Overview

Efficacy and Safety Study of Darunavir for the Treatment of HIV/AIDS

Status:
Completed
Trial end date:
2016-07-01
Target enrollment:
0
Participant gender:
All
Summary
The aim of this pilot study is to assess the feasibility, efficacy and safety of Darunavir/ritonavir 800/100 mg once daily (DRV/r) monotherapy as a switch-maintenance strategy for patients receiving second-line ART at Yaoundé Central Hospital in Cameroon. HIV-infected adults receiving second-line antiretroviral therapy (ART) for ≥3 months with 2 nucleos(t)ide reverse transcriptase inhibitors (NRTIs) plus either lopinavir/ritonavir (LPV/r) or atazanavir/ritonavir (ATV/r) will undergo plasma HIV-1 RNA ("viral") load testing. Those with a viral load below 50 copies/ml (<50 cps/ml) will undergo a repeat test ideally 4-6 weeks later (allowed up to 12 weeks); if the viral load is confirmed as <50 cps/ml the patient will be invited to join the randomised phase of the study. Patients (n=150) will be randomised 1:2 to either continue the current triple ART regimen (n=50) or switch to DRV/r monotherapy (n=100). The primary end-point will be viral load suppression <400 cps/ml at week 24; secondary end-points will be viral load suppression <50 cps/ml at week 12 and week 24, safety, tolerability, and emergence of protease inhibitor (PI) drug-resistance. Patients will continue observational follow-up depending on the treatment arm they are randomized to. After week 48, patients will return to local standard of care. Pharmacokinetics (PK) and pharmacogenomics sub-study to correlate plasma concentrations of DRV to outcomes, HIV-1 drug resistance testing sub study to detect mutants archived at the time of first-line ART failure and measuring HIV DNA load will be performed, as well as a cost-effectiveness analysis will test the hypothesis that savings can be achieved by switching to DRV/r monotherapy without affecting quality of care. The primary virological objective is to evaluate efficacy in terms of the percentage of subjects who have plasma HIV-1 RNA levels <400 cps/ml after 24 weeks of follow-up following a switch to DRV/r monotherapy versus continuing triple therapy containing 2 NRTIs + LPV/r (or ATV/r) (FDA Snapshot method). Study hypothesis: we propose that maintenance therapy with DRV/r monotherapy is a feasible, effective and safe treatment option for patients receiving second-line ART in Yaoundé.
Phase:
Phase 3
Accepts Healthy Volunteers?
No
Details
Lead Sponsor:
University of Liverpool
Collaborators:
Chantal Biya International Reference Centre for Research on Prevention and Management of HIV/AIDS
Janssen Pharmaceutica
Yaounde Central Hospital
Treatments:
Atazanavir Sulfate
Darunavir
Lopinavir
Ritonavir
Criteria
Inclusion Criteria:

1. Subjects with documented HIV-1 infection.

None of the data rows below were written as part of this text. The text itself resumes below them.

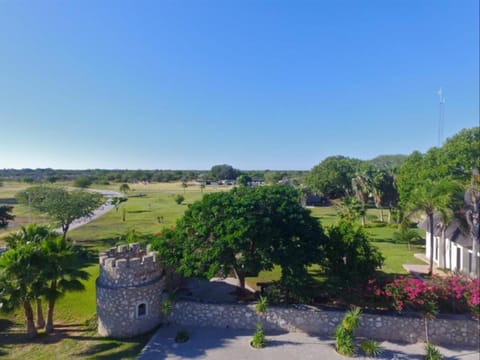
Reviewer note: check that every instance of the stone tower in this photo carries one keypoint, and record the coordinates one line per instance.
(129, 291)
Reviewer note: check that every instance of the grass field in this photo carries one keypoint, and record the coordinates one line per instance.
(148, 209)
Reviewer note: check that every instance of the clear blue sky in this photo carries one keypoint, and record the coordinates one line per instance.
(255, 84)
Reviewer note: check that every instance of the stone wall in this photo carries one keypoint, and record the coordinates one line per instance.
(129, 291)
(453, 330)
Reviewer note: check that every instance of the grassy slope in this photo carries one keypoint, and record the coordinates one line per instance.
(142, 214)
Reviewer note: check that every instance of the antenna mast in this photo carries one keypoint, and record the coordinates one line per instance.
(441, 116)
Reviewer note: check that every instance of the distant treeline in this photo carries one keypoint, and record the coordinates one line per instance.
(101, 176)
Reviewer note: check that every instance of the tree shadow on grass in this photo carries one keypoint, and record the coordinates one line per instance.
(104, 347)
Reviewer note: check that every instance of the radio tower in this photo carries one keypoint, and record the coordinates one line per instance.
(441, 116)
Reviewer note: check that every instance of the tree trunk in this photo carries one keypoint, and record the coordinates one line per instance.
(65, 230)
(31, 330)
(40, 319)
(51, 305)
(241, 278)
(442, 249)
(49, 324)
(430, 267)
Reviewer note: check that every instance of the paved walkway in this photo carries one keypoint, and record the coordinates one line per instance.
(233, 344)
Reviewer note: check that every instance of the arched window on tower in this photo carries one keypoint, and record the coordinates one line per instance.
(141, 309)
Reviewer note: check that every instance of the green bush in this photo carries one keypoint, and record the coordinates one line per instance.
(182, 336)
(258, 340)
(344, 332)
(179, 198)
(432, 353)
(344, 342)
(261, 306)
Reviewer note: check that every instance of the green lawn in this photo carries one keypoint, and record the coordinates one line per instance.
(148, 209)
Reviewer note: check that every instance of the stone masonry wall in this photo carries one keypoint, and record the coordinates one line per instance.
(129, 277)
(454, 330)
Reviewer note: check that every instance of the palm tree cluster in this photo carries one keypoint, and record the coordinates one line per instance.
(40, 265)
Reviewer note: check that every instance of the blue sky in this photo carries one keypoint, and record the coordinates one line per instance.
(256, 84)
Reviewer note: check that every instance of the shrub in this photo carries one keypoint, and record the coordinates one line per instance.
(258, 340)
(179, 198)
(344, 332)
(344, 342)
(262, 304)
(182, 336)
(458, 293)
(412, 294)
(432, 353)
(371, 348)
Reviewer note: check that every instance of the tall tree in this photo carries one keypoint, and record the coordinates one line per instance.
(224, 172)
(431, 197)
(124, 188)
(61, 205)
(62, 271)
(19, 269)
(32, 234)
(245, 231)
(333, 176)
(472, 215)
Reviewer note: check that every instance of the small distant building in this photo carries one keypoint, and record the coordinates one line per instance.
(458, 246)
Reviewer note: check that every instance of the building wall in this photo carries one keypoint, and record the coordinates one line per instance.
(457, 330)
(129, 291)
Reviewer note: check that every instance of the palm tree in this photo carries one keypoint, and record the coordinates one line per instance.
(472, 215)
(62, 272)
(19, 269)
(32, 234)
(431, 197)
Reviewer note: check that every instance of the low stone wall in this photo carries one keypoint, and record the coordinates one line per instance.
(452, 330)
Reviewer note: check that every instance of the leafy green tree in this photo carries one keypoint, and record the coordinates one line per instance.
(61, 205)
(406, 235)
(224, 172)
(384, 191)
(349, 253)
(244, 180)
(82, 182)
(472, 216)
(6, 215)
(179, 198)
(184, 186)
(351, 209)
(333, 176)
(273, 177)
(245, 231)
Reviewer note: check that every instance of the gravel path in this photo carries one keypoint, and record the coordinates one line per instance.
(234, 344)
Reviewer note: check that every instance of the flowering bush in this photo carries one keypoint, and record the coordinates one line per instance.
(412, 294)
(458, 293)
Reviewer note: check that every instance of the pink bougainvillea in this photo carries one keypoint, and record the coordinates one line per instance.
(457, 293)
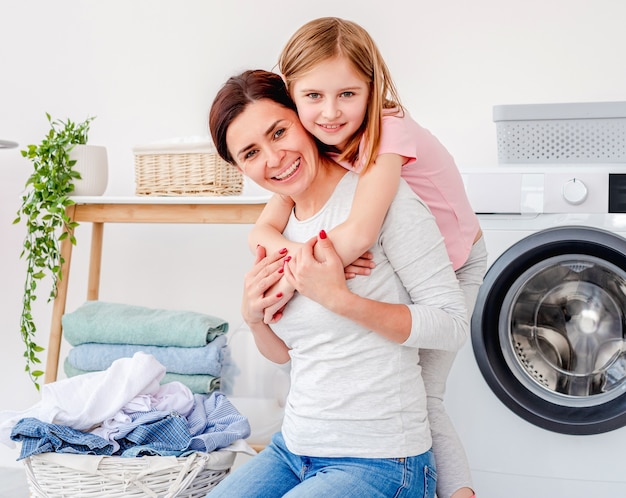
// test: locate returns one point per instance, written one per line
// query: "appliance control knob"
(574, 191)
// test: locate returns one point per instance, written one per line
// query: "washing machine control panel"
(533, 189)
(575, 192)
(617, 193)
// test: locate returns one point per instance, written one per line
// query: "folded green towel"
(112, 323)
(197, 384)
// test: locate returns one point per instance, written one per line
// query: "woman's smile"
(288, 173)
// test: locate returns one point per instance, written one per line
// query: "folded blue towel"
(203, 360)
(112, 323)
(198, 384)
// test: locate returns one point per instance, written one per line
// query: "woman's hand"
(267, 270)
(319, 278)
(283, 291)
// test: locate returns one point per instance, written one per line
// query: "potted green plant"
(43, 211)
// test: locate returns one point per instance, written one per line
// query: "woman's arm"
(267, 231)
(320, 278)
(263, 275)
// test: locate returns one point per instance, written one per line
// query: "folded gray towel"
(197, 384)
(112, 323)
(203, 360)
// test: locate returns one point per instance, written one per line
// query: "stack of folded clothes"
(125, 410)
(191, 346)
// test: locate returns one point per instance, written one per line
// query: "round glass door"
(548, 329)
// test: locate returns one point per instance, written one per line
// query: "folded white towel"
(85, 401)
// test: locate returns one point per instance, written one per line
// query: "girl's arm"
(352, 238)
(375, 191)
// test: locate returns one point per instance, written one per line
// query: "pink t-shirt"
(433, 175)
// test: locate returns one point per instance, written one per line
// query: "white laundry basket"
(574, 133)
(55, 475)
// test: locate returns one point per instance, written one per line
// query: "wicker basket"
(184, 169)
(54, 475)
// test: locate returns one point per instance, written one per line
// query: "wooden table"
(101, 210)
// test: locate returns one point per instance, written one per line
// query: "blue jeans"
(276, 472)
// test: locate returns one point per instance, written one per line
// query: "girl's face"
(270, 146)
(332, 101)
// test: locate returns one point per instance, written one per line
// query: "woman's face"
(272, 148)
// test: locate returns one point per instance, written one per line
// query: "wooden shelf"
(101, 210)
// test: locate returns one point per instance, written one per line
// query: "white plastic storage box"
(581, 133)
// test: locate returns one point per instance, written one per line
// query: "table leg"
(95, 262)
(58, 308)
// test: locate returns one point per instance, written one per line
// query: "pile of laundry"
(125, 411)
(192, 346)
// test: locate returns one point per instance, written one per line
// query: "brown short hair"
(235, 95)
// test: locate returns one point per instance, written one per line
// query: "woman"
(355, 418)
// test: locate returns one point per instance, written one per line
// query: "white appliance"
(538, 395)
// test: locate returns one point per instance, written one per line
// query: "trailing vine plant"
(43, 211)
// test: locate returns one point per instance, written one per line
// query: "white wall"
(148, 70)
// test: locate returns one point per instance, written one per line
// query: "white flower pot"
(93, 166)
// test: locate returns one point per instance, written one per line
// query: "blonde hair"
(329, 37)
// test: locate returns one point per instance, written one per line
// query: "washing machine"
(538, 395)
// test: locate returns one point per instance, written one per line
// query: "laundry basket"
(185, 169)
(583, 133)
(55, 475)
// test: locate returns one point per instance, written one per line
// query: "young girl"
(346, 99)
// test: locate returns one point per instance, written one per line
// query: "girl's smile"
(332, 101)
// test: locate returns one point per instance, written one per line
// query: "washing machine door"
(548, 329)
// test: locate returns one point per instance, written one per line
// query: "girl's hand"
(267, 270)
(321, 280)
(361, 266)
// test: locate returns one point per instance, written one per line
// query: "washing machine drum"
(548, 329)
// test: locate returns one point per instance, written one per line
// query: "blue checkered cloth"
(39, 437)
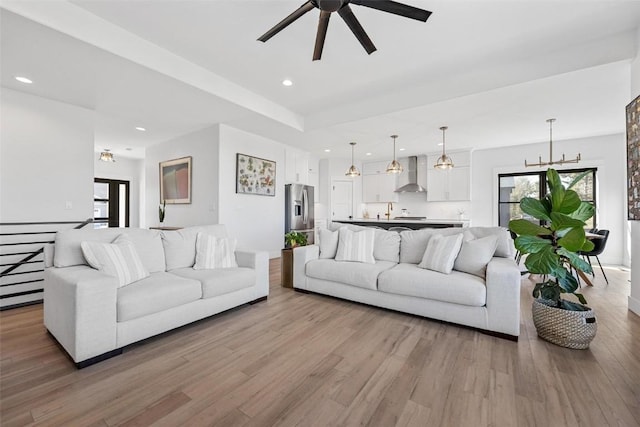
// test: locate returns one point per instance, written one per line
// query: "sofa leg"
(258, 300)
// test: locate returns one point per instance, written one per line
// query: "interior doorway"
(341, 199)
(110, 203)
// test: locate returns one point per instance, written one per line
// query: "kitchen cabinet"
(377, 185)
(296, 166)
(452, 184)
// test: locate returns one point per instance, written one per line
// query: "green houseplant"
(552, 250)
(295, 238)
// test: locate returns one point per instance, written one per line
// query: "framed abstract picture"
(175, 181)
(255, 175)
(633, 159)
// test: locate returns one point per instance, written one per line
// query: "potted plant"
(295, 238)
(552, 250)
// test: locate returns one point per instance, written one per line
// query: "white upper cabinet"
(377, 185)
(296, 166)
(451, 184)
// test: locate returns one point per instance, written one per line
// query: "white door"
(341, 199)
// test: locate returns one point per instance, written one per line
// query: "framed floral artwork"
(175, 181)
(255, 175)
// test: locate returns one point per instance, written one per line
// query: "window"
(514, 186)
(110, 203)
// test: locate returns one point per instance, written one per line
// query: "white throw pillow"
(328, 243)
(356, 246)
(214, 252)
(118, 259)
(475, 254)
(441, 253)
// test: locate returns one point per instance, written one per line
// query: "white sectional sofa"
(487, 299)
(93, 317)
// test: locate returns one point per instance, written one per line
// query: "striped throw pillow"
(356, 246)
(214, 252)
(119, 259)
(441, 253)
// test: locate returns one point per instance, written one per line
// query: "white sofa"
(93, 318)
(396, 282)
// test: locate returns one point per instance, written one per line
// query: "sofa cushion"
(456, 288)
(328, 243)
(118, 259)
(356, 246)
(357, 274)
(386, 244)
(441, 253)
(475, 254)
(413, 243)
(147, 244)
(220, 281)
(214, 252)
(505, 247)
(156, 293)
(180, 245)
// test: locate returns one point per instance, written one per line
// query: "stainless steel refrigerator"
(299, 207)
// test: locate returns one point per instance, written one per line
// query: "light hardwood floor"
(310, 360)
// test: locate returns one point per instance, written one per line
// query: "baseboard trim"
(502, 335)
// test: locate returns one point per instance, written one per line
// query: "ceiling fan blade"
(323, 24)
(286, 21)
(396, 8)
(351, 20)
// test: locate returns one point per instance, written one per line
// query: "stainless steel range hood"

2. Male or female aged > 21 years old.

3. Subjects receiving ART with 2 NRTIs + LPV/r (or ATV/r) for at least 3 months at the
time of Screening 1.

4. Nadir T lymphocyte cluster of differentiation 4 (CD4) >100 cells/mm3

5. Plasma HIV-1 RNA <50 copies/ml at Screening 1 confirmed ideally 4-6 weeks later at
Screening 2 (two results must be documented; a first result obtained up to 12 weeks
earlier will be accepted).

6. Subjects can comply with the protocol requirements. In particular, subjects should be
willing to be followed up at least until week 24 (discontinuation prior to week 24)
and for the DRV/r arm up to week 48 (discontinuation after week 24) even if they
discontinue randomized treatment.

7. Subjects who have voluntarily signed and dated the consent form.

Exclusion Criteria:

1. Clinical or laboratory evidence of significantly decreased hepatic function or
decompensation, irrespective of liver enzyme levels (liver insufficiency).

2. Co-infection with hepatitis B (HBsAg positive).

3. Grade 3 or 4 laboratory abnormality as defined by AIDS, including haemoglobin ≤8mg/dL;
platelets ≤50 000/mm3; estimated creatinine clearance ≤60ml/ minute, aspartate
aminotransferase; alanine aminotransferase and alkaline phosphatase >3 times the upper
limit of normal; and total bilirubin >2.5 times the upper limit of normal; with the
following exceptions unless clinical assessment foresees an immediate health risk to
the subject:

- Pre-existing diabetes or asymptomatic glucose grade 3 or 4 elevations.

- Asymptomatic triglyceride or cholesterol elevations of grade 3 or 4.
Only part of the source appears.